Once Ms. Gail had left for her little vacation, I headed across town for my re-draw. I was told I'd have an appointment with another doctor shortly after to go over the results, but their machines were down so the samples had to be sent out. They were able to at least get a few results back from the 12 or so test tubes they took. In short, my count went up a few notches to 69. Still way lower than it should be though. We briefly discussed treatment for ITP after ruling out other possible reasons for the low counts. We'll discuss it more next week at my follow-up, but possible treatments would be weekly steroid injections to get my numbers up and then taper them off after a few months, or there's the option of doing an immune globulin injection which is a two day hospitalized procedure. Once the other results get back, we should know more about what exactly is going on. Is it an immune disorder? Is it a vitamin deficiency? Do I just naturally have low platelets? We shall see soon...

At the beginning of May I had gotten a cheap version of a FitBit to help me track my sleeping patterns, but mostly to check my heart rate. Anytime it was racing, I was able to look at my wrist and see - is it racing, or is it in my head. I was constantly checking it for about a week. And then all my anxiety symptoms seems to immediately stop. My anxiety started in August. You know what I learned in August? That my mom had cancer. You know when she was done with treatments? The same time my anxiety stopped.

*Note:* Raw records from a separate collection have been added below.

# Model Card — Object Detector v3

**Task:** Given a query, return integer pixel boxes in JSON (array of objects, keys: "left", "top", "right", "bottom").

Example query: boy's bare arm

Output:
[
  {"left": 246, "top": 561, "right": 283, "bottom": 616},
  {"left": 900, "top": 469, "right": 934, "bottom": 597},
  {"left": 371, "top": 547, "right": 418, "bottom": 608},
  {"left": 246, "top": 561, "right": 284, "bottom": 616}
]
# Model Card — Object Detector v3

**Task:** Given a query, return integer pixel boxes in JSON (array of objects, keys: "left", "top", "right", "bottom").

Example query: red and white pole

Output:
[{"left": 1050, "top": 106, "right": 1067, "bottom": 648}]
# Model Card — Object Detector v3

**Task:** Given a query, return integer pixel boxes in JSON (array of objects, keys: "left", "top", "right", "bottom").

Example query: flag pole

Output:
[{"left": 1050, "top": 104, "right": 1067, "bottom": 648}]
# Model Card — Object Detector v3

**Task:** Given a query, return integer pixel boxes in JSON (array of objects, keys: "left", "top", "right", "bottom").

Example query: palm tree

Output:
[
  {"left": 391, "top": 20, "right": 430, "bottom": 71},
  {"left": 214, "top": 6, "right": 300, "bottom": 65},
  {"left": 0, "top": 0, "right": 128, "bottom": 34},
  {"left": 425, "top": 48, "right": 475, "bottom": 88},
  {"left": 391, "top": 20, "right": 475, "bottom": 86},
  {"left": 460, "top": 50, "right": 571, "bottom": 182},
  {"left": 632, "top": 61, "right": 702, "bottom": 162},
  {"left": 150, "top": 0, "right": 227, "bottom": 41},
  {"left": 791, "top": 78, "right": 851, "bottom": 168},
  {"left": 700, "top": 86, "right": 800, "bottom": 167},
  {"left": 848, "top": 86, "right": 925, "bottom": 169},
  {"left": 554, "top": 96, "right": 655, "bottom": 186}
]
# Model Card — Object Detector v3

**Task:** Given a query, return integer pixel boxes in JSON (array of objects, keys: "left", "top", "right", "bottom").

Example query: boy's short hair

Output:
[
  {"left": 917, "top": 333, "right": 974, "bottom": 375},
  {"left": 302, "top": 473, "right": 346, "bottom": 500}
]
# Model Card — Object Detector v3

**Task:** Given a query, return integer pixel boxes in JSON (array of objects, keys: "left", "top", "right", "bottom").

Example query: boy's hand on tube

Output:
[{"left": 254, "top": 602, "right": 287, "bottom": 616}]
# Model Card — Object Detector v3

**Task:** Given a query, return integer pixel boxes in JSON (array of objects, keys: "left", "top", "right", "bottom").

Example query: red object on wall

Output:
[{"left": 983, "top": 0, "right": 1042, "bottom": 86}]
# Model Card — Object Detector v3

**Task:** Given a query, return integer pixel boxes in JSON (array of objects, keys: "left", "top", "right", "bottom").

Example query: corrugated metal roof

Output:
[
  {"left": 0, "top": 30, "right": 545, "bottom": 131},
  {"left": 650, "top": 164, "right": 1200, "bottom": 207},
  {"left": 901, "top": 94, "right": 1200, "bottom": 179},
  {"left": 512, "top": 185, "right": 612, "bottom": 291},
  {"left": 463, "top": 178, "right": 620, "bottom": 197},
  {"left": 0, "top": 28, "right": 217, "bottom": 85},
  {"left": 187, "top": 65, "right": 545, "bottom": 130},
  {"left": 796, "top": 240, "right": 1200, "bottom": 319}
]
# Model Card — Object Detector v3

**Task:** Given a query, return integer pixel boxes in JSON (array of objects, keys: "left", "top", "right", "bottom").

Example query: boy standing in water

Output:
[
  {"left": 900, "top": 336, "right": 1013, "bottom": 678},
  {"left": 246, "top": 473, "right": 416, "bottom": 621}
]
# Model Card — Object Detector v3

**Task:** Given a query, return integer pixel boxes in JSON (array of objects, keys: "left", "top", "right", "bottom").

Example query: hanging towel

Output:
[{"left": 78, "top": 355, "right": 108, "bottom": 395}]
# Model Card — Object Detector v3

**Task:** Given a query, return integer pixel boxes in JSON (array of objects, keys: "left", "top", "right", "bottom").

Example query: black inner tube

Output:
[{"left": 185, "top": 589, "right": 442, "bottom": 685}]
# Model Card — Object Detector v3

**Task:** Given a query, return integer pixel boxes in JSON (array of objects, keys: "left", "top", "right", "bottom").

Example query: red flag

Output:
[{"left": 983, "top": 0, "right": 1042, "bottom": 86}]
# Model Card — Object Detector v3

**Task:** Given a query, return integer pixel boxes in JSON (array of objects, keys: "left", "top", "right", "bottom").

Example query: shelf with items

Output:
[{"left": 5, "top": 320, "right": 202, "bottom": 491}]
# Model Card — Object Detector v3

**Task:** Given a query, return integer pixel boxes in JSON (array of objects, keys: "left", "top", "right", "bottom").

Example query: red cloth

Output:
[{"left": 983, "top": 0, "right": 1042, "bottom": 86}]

Early in the school year, I had a little chat with HD's teacher, as she just happened to call me at the wrong time so I broke into tears over nothing, so I had to apologize an explain what was happening in my home life so she could be aware of it for HD's sake. Anyways, her mom also had cancer several years ago, and looking back on it, she remembered nothing of it - not helping her with the day to day stuff that she was too tired to do, taking her chemo, or fixing her food. She completely blocked out everything going on with her mom, and can only recall how stressful and hard it was on her, not her mom. For whatever reason, that's always stuck with me too. It's never easy watching someone we love and care about go through difficult things, but I have to wonder if that's where my anxiety came from...Timing is quite a coincidence though!